ODM leader Raila Odinga’s allies are locked in a furious row with businessman Jimi Wanjigi whose campaign for the party’s presidential ticket has driven a wedge between the bosom friends.
On Thursday, a defiant Mr Wanjigi landed in Kisumu for the start of his four-day tour of Nyanza, despite protests by ODM officials and declared he did not need anyone’s permission to visit the region.
Mr Wanjigi, who backed Mr Odinga’s presidential bid in the 2017 election, after a falling out with President Uhuru Kenyatta and his Deputy William Ruto, whom he had supported in 2013, was initially seen as doing the bidding of the ODM leader.
But what started as a likely friendly match is now shaping up as a political duel.
His latest utterances and actions appear to have jolted Mr Odinga’s allies, with ODM deputy party leader Wycliffe Oparanya and national chairman John Mbadi now accusing him of running an illegal parallel party operation.
ODM executive director Oduor Ong’wen also insisted Mr Wanjigi shouldn’t portray himself as an aspirant for the party’s presidential ticket since only governors Oparanya and Hassan Joho submitted applications when the party invited hopefuls.
Grassroots party officials
And Mr Wanjigi warned ODM against a plan to handpick grassroots party officials, arguing it could be a ploy to rig the party’s presidential nominations and which would invite a protracted legal battle.
In a letter to ODM Secretary-general Edwin Sifuna dated September 9, 2021, Mr Wanjigi opposed the party’s plan to use consensus in picking branch officials.
On arrival in Kisumu Thursday, Mr Wanjigi vowed to continue with his campaigns for the party’s presidential ticket, arguing he is a life member of the party.
“I saw some letter going round saying ODM officials are not aware of my visit. Why do I need permission to visit Nyanza or anywhere in this country? This is a free country and I am an ODM member who will tour the region and popularise the party the best way I know,” said Mr Wanjigi.
Met ODM delegates
Mr Wanjigi has met ODM delegates in Nakuru, Nairobi and Mt Kenya region where he has also presided over the opening of party offices.
He has said he’s ready to wrest the party’s ticket from Mr Odinga, who he claims lacks the numbers to win the presidency.
Mr Odinga’s supporters had felt the businessman was simply warming the ground for Mr Odinga ahead of his fifth stab at the presidency, but his zeal to win the ODM ticket has now caused apprehension.
Mr Mbadi has accused Mr Wanjigi of illegally operating a parallel party operation.
The ODM chairman said whereas they welcome any move to popularise the party in hostile regions, there is need for proper coordination and consultation with the party headquarters.
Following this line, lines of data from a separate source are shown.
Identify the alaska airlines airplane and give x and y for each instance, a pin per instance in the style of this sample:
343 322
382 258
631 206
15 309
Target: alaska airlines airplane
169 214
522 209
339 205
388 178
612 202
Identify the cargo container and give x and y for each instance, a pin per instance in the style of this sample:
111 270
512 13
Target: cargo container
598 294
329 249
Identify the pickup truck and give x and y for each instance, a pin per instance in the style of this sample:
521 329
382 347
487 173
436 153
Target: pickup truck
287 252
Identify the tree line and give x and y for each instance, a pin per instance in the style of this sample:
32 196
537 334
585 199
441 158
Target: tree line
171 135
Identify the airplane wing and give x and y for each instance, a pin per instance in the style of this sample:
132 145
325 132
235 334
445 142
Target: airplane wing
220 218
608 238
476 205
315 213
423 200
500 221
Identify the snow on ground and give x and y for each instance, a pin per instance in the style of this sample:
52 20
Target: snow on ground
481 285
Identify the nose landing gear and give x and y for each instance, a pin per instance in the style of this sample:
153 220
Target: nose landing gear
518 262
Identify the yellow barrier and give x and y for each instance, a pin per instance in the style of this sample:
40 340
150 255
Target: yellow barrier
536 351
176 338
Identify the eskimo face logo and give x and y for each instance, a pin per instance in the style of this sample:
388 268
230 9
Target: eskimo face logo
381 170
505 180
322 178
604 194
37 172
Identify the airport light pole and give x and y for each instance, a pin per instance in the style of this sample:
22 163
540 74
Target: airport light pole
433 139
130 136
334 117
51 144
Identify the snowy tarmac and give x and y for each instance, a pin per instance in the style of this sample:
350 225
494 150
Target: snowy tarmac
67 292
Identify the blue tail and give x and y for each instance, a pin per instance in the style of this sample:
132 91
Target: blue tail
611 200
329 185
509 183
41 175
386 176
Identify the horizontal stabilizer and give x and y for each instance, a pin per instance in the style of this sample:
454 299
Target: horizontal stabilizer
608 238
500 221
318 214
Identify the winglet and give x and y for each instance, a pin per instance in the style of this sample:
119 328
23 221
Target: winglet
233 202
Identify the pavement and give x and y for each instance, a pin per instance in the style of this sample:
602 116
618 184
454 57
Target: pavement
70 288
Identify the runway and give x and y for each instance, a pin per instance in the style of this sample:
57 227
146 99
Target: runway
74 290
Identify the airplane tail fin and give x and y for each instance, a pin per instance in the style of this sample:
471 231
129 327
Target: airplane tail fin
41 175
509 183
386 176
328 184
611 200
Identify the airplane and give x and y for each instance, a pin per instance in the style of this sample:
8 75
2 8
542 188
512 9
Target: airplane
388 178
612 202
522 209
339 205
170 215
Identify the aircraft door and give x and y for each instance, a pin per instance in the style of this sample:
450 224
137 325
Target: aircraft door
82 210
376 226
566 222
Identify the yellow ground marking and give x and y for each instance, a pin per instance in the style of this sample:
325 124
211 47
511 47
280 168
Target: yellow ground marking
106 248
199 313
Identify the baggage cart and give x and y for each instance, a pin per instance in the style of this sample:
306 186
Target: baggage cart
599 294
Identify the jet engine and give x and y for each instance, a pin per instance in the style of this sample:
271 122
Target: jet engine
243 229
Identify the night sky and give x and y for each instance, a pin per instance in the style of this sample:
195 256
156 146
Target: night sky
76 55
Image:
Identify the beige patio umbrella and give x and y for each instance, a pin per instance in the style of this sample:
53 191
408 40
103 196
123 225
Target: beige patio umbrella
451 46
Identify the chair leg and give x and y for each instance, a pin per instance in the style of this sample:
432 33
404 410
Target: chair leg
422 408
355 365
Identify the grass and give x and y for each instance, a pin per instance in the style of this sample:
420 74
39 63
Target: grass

“I have never seen him in ODM functions yet he is moving around purporting to be meeting party delegates. We don’t even know who these people are since our officials on the ground are not aware of the meetings,” Mr Oparanya told Nation.
Not party financier
Mr Ong’wen dismissed claims that Mr Wanjigi has been a party financier. “For the record, the only money the party has ever received from Jimi Wanjigi is Sh20, 000 being life membership fee,” Mr Ong’wen told the Nation yesterday.
Kakamega ODM chairman Justus Kizito claimed they were aware Mr Wanjigi was being used by external forces to destroy ODM since he does not support the handshake between President Kenyatta and Mr Odinga.
“You can’t join a party yesterday and want to take its leadership. As far as we are concerned, Raila will be our flag bearer and the fifth President of Kenya. Wanjigi should know this,” he said.
But Mr Wanjigi has defended his actions, insisting that his intention is to popularise the party and not to wreck it, even as he declared an all-out war to deny Mr Odinga the presidential ticket.
Prof Macharia Munene of the United States International University (USIU) lists three possible scenarios of the Wanjigi-Raila duel.
“It is a real contest that might give Raila a desired exit strategy from politics, but it might also be internal ODM theatrics designed to convince the public that Raila and ODM have changed and are serious ‘democrats’. This might help to reduce, if not eliminate, the ‘Men in Black’ negative image that dogs Raila and ODM,” Prof Munene argues.
He adds: “It is possible that there is serious internal ODM belief that Raila can be ousted because his time is up. This would make Wanjigi the point man in that internal movement. Others are either too scared to come out or are waiting in the wings before joining the bandwagon.”